A plaque in the office of County Executive Chris Collins reads, “In God we trust, all others bring data.” In that spirit we offer the following datum points to support ECC’s original 2007 plan to bring its allied health programs to the City Campus:
* ECC’s mission statement suggests the college “strives toward a future where education is accessible and convenient to all.” The City Campus is the most convenient and accessible campus in Western New York by car or by transit, with direct linkages to the Metro Rail, 35 bus routes, three major highways, an intercity bus hub, and 32,730 parking spaces. While the City Campus is more accessible to Southtowns motorists than the North Campus is, transit access at the City Campus is an especially important consideration for City of Buffalo households, 31.4% of which do not have access to an automobile. The place to build is the City Campus.
* ECC is under-prepared for the huge demographic shift represented by the Millennial generation, the cohort born between 1986 and 1995. RCLCo, a leading real estate market research firm, recently conducted a national survey revealing a staggering 88% of the people of this generation prefers to work and live in urban environments. This makes the Millennials the most urban generation since at least before World War II. To remain competitive ECC must prepare for this major generational shift. The place to build is the City Campus.
* The Brookings Institute reports the City of Buffalo is falling behind regional gains in associates degree attainment, with a share of the City population with associates degrees at 8.4% in 2009 compared to an MSA share of 10.7%. Young Citizens for ECC would like to inspire the Board of Trustees to bridge this gap in associates degree attainment by investing where the need is the greatest – at its City Campus. If this gap were bridged, and the City’s associates degree attainment achieved parity with that of the MSA, the return on investment would be staggering. The Bureau of Labor Statistics reports the annual median earnings in 2009 for an associate degree holder is $7,020 more than for a high school graduate. Increasing the City’s share of associates degree holders from 8.4% to 10.7%, therefore, would result in an additional $28,606,500 in new income being generated in Buffalo every year. The place to build is the City Campus.
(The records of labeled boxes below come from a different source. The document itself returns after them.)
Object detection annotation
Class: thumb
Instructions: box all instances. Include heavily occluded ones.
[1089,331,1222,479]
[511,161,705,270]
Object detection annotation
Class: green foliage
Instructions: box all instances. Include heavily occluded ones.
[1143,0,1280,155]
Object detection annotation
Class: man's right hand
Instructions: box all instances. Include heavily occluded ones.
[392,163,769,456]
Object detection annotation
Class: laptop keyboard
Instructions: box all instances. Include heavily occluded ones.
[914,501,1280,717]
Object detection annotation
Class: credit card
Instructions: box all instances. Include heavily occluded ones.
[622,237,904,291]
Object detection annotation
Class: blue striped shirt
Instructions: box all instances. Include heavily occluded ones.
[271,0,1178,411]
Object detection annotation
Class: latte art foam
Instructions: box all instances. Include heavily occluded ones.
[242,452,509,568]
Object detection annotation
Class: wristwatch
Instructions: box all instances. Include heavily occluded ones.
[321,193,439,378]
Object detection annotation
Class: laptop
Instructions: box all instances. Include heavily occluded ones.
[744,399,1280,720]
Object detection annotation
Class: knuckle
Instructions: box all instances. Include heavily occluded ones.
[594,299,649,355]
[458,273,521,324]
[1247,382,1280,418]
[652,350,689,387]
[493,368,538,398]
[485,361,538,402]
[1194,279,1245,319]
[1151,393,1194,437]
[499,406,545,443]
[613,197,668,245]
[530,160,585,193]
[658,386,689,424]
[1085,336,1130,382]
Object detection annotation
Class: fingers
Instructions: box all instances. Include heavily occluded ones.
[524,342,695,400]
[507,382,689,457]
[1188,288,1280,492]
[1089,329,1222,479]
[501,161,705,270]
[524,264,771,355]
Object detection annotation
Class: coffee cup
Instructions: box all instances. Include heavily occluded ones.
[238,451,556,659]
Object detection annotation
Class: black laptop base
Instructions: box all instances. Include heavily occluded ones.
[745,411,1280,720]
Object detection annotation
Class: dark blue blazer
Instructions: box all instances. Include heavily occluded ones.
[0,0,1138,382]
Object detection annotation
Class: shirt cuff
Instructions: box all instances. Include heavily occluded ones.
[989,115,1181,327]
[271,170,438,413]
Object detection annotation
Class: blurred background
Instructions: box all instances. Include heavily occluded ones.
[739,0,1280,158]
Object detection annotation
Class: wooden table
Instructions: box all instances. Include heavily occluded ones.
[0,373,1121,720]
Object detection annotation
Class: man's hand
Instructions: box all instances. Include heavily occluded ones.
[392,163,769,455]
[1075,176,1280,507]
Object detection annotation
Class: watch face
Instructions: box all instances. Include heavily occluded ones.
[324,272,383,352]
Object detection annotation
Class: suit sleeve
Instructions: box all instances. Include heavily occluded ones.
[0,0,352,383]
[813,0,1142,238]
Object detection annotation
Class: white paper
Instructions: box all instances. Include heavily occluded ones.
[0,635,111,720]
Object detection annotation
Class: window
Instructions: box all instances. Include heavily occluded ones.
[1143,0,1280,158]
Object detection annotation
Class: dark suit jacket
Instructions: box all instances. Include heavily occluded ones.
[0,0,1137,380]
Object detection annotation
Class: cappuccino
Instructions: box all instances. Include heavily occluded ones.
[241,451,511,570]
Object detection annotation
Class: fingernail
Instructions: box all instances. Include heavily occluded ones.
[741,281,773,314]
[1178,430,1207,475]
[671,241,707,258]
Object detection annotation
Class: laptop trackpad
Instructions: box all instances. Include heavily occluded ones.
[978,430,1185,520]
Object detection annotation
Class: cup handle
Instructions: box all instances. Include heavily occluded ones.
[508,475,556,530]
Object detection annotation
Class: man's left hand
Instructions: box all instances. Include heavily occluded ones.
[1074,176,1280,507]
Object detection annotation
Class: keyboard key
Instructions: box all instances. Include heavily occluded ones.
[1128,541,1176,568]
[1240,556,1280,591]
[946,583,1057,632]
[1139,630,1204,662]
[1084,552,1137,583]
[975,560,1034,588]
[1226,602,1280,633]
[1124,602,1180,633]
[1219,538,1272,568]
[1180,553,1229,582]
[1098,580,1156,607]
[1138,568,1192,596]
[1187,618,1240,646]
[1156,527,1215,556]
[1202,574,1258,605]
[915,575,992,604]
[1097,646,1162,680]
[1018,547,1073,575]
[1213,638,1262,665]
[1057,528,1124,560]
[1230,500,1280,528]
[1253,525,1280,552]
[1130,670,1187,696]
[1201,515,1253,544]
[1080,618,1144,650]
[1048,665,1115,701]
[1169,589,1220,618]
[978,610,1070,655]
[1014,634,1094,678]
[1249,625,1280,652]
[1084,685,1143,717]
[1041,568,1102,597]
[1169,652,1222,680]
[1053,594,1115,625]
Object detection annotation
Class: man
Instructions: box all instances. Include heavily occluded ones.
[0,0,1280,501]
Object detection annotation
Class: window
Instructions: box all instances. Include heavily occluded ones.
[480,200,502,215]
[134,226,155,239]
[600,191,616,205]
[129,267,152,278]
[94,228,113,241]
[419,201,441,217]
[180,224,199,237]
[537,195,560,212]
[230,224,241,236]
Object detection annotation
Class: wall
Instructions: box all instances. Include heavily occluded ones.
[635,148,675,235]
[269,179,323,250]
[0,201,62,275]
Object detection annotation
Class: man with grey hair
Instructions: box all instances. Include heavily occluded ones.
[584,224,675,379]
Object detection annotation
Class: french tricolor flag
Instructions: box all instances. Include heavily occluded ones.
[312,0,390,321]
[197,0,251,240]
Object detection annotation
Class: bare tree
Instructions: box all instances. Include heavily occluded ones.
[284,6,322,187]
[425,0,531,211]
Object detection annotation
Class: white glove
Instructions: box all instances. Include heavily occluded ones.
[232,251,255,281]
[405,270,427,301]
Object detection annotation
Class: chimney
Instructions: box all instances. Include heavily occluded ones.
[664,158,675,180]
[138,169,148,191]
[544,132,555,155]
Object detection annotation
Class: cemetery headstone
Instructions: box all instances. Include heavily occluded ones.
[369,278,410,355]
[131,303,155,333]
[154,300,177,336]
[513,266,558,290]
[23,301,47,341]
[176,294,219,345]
* The American Association of Community Colleges reports more than 50% of all health sciences workers in the United States receive their training at community colleges. The Buffalo Niagara Medical Campus is and will continue to be the source of the vast majority of the region’s new health sciences jobs. Does it continue to make sense to locate most nursing spots and all dental hygiene, dental assisting, health information technology, medical office assistant, ophthalmic dispensing, respiratory care, dietetic technology, and bio-manufacturing spots at ECC’s North Campus rather than at the doorstep of this growth engine in downtown Buffalo? Keeping ECC’s allied health programs in Amherst does not help grow the Buffalo Niagara Medical Campus. The place to build is the City Campus.
Establishing a stronger relationship between ECC and the Buffalo Niagara Medical Campus will be vital to making the region’s health sciences sector more competitive while ensuring an equal sharing of its blessings. To increase access to a quality education, bridge the degree attainment gap, and prepare the region’s young people for the jobs of tomorrow, ECC must refocus its allied health programs to its transit-friendly City Campus, not at its car-dependent location miles away from job and internship linkages.
This opportunity must be seized. We believe refocusing ECC’s proposed $30 million Health Sciences Center for Excellence to downtown Buffalo can generate the buy-in and consensus needed to move this project forward. ECC’s 2007 plan is the most realistic, achievable, and inspiring. It can be done, and we’d glad to support it.
Young Citizens for ECC believes the potential of the City Campus to re-brand the college and attract top talent is vast and largely untapped. People want to be back in urban settings. The momentum is moving cityward. Let’s get it right. The place to build is the City Campus.